Event Loops Replace Thread Pools in Fast Servers

Author describes a high-performance network server pattern that departs from the canonical event-dispatch loop. Instead of a single demultiplexer and complex state machines, the recommended design uses one pinned thread per CPU core, each with its own epoll/kqueue descriptor, and models major state transitions (accept, read, etc.) as explicit thread-to-thread transfers of file descriptors. The piece includes practical implementation notes: creating detached thread pools, setting CPU affinity on Linux and macOS, raising RLIMIT_NOFILE, disabling SO_LINGER, using TCP_DEFER_ACCEPT on Linux, and an accept loop that hands new sockets to worker threads. The approach emphasizes simplicity, blocking I/O per thread, and claims easy attainment of ~100k requests/sec on modern hardware.

A seasoned systems programmer outlines a high-performance server pattern that leverages per-core threads, CPU affinity, and dedicated epoll/kqueue file descriptors to beat traditional event-loop or libevent-based designs. The recommended architecture creates one pinned thread per core, each with its own epoll/kqueue instance; state transitions (accept, read, etc.) are implemented by passing file descriptors between threads’ queues. The article gives practical implementation details—thread creation, setting affinity on Linux/ macOS, increasing RLIMIT_NOFILE, socket options like SO_LINGER and TCP_DEFER_ACCEPT, and an accept loop that distributes connections—aiming for simple blocking I/O and minimal decision points to reach ~100k req/s on modern hardware. It matters because it offers a pragmatic, scalable alternative for high-throughput network servers.

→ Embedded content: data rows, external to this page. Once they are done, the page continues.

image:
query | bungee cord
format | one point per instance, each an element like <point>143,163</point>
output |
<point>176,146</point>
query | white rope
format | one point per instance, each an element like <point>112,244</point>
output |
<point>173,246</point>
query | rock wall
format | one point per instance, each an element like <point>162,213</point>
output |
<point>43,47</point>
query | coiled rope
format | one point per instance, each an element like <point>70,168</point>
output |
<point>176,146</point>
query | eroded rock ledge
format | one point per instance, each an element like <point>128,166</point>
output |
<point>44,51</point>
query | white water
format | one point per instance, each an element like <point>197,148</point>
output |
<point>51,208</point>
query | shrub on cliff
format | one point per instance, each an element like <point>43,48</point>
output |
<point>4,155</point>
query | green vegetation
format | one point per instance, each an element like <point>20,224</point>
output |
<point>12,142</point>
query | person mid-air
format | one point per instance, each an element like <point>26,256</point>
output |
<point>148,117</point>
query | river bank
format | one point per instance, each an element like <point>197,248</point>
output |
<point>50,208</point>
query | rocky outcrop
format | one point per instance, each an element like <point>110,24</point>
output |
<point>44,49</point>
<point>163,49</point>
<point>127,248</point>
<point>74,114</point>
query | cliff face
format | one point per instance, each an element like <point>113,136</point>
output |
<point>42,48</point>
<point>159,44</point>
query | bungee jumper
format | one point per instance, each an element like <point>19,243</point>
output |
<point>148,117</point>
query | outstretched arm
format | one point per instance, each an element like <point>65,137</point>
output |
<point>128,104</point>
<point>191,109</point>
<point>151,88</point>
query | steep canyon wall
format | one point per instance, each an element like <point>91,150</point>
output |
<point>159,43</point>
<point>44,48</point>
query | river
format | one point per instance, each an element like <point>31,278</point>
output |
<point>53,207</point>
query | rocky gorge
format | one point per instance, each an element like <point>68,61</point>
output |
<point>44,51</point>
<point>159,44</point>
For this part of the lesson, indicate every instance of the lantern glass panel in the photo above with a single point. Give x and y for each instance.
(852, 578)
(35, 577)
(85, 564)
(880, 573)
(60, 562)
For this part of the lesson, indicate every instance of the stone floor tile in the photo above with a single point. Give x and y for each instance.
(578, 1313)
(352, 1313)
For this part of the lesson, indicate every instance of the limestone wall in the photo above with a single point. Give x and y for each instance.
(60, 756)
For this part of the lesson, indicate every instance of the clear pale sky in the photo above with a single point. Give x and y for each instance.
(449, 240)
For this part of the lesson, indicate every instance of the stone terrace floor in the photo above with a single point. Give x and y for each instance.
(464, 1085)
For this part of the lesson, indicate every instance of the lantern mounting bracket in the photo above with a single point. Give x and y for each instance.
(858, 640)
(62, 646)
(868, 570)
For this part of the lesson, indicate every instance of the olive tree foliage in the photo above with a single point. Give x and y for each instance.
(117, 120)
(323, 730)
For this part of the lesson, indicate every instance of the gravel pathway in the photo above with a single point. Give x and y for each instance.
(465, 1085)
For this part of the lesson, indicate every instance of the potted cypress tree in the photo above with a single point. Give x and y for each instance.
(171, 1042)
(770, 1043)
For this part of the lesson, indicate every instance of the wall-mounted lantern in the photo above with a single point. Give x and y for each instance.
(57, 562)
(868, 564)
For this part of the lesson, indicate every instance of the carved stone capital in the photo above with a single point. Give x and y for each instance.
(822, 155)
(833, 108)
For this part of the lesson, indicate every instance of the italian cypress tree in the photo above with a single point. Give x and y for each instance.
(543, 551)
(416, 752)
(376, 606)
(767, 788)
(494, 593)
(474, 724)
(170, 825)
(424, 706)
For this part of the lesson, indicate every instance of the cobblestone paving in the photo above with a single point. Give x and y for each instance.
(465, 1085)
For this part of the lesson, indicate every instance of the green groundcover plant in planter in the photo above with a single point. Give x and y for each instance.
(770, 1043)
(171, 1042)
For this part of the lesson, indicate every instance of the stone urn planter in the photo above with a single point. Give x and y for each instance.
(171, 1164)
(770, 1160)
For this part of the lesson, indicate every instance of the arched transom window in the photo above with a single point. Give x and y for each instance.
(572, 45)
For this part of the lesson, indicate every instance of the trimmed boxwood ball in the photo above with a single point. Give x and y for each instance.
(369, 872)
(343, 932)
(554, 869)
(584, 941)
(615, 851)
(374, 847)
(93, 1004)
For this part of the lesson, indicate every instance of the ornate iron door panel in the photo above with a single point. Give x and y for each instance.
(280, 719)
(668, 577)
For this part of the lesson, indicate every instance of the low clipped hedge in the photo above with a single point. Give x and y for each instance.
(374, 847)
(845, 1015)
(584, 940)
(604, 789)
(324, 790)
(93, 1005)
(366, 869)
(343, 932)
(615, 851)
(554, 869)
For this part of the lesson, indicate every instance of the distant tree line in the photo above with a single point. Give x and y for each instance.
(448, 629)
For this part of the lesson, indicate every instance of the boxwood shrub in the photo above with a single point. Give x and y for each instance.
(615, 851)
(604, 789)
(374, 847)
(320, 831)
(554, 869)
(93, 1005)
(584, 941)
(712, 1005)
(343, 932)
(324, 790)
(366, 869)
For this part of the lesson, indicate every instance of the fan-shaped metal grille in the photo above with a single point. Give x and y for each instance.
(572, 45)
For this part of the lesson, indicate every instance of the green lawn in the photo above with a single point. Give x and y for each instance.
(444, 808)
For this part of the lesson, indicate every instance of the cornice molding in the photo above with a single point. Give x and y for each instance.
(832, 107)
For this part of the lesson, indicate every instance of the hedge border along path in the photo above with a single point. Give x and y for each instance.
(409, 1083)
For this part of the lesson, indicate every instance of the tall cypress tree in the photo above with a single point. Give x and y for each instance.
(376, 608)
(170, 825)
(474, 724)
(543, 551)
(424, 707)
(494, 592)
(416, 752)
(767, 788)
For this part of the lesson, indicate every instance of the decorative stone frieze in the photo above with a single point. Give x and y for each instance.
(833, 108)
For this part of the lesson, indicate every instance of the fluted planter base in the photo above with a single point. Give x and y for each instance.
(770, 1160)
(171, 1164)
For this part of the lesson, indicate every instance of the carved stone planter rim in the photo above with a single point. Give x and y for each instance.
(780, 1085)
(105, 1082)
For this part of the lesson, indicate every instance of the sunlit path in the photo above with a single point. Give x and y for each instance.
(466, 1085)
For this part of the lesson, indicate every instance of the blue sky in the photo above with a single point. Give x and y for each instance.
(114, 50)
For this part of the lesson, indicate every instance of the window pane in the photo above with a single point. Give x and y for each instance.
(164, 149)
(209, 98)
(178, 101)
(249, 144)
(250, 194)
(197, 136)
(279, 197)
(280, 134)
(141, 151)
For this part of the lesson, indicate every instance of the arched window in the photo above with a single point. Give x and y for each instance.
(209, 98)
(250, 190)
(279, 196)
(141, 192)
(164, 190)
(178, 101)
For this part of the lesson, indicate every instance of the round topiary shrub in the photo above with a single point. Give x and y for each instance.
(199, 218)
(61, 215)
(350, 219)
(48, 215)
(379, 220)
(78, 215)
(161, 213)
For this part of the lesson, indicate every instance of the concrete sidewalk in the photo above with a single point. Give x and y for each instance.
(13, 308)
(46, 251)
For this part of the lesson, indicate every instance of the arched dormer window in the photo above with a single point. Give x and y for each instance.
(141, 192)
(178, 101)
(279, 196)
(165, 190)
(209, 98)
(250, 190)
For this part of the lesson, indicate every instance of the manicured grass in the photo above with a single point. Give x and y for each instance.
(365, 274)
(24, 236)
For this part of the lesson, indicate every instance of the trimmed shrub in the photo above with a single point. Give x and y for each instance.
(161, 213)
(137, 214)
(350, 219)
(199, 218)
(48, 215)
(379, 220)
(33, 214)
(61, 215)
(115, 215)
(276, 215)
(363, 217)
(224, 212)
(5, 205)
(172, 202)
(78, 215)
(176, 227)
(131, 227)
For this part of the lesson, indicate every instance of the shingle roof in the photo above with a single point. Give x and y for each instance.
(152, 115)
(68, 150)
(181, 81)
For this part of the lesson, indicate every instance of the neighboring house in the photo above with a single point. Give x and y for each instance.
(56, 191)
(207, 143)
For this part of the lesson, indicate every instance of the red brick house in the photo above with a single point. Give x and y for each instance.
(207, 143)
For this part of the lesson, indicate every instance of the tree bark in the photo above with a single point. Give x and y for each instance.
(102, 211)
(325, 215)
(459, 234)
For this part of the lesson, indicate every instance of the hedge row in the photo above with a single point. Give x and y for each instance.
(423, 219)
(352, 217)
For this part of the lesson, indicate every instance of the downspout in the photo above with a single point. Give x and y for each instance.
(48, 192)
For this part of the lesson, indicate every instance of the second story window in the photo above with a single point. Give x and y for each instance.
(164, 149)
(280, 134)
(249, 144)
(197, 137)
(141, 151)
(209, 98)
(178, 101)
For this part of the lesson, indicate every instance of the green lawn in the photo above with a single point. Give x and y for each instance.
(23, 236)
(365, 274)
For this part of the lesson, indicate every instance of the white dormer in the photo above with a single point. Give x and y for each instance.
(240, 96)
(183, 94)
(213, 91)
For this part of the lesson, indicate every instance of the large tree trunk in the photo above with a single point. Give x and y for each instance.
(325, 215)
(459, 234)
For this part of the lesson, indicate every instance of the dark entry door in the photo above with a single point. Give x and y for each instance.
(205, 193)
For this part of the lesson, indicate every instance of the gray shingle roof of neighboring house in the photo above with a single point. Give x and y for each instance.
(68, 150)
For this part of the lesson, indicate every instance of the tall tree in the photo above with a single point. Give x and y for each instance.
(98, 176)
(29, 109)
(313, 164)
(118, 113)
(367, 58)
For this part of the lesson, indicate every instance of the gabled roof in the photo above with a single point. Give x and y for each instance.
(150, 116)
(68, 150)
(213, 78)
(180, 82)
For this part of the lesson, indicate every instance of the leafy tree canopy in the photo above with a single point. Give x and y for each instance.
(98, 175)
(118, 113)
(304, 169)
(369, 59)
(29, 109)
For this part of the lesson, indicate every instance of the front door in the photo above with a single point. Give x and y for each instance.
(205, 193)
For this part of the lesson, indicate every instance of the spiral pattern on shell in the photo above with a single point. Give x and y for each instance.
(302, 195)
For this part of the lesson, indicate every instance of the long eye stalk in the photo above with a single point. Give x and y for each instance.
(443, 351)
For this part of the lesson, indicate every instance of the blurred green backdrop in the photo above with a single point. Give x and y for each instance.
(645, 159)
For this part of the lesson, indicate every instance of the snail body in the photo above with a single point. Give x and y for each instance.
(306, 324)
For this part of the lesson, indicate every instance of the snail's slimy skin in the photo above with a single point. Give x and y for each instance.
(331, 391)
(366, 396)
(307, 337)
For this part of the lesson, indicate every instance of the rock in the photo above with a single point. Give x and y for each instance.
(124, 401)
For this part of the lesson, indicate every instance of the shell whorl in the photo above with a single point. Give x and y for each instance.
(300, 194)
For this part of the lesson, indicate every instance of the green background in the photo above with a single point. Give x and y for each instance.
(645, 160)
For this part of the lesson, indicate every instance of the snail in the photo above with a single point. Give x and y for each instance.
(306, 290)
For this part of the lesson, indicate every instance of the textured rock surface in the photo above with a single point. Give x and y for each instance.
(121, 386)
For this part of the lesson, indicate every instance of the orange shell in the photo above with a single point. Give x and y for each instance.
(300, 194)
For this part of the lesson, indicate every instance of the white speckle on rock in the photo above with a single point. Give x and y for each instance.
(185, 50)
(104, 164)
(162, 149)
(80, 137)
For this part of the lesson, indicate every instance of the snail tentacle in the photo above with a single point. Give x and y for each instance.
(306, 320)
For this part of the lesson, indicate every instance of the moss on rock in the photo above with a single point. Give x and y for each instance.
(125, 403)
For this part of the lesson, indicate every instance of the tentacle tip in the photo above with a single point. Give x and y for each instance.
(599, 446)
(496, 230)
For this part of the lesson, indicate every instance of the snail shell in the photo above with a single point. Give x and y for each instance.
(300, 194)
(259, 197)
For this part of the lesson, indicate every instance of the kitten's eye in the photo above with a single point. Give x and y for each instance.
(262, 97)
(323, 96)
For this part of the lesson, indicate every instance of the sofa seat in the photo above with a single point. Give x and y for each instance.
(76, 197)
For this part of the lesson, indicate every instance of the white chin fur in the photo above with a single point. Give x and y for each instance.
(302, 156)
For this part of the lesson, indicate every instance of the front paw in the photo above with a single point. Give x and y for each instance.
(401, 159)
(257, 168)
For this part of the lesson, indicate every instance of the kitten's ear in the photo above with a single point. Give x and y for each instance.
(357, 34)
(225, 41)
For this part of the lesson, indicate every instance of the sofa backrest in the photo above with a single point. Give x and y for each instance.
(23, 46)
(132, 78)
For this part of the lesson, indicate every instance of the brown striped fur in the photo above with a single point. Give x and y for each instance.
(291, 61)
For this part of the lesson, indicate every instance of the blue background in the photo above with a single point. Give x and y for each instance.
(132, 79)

A veteran systems programmer outlines a high-performance server pattern that beats common libevent-based designs by using one pinned thread per CPU core, each with its own epoll/kqueue instance, and by moving clients between threads for state transitions (accept, read, etc.). The article gives pragmatic guidance: create a detached thread per core, set CPU affinity (pthread_setaffinity_np or macOS thread policy), open an epoll/kqueue per thread, raise file-descriptor limits, disable socket lingering, use TCP_DEFER_ACCEPT on Linux, and implement an accept loop that assigns new sockets to worker threads. The approach reduces decision points, simplifies blocking I/O, and claims easy attainment of ~100k requests/sec on modern hardware.

epoll's handle-centric design is more composable than kqueue's filter-centric design (2021)

The article discusses an advanced network-server programming pattern that enhances performance by utilizing modern system calls like epoll and kqueue. It critiques the traditional approach of using worker threads and suggests a more efficient design involving one thread per CPU core, which can handle high request rates exceeding 100,000 requests per second. This design minimizes decision points and simplifies state transitions, making it suitable for modern server architectures. The insights provided are relevant for developers and engineers looking to optimize server performance in high-demand environments.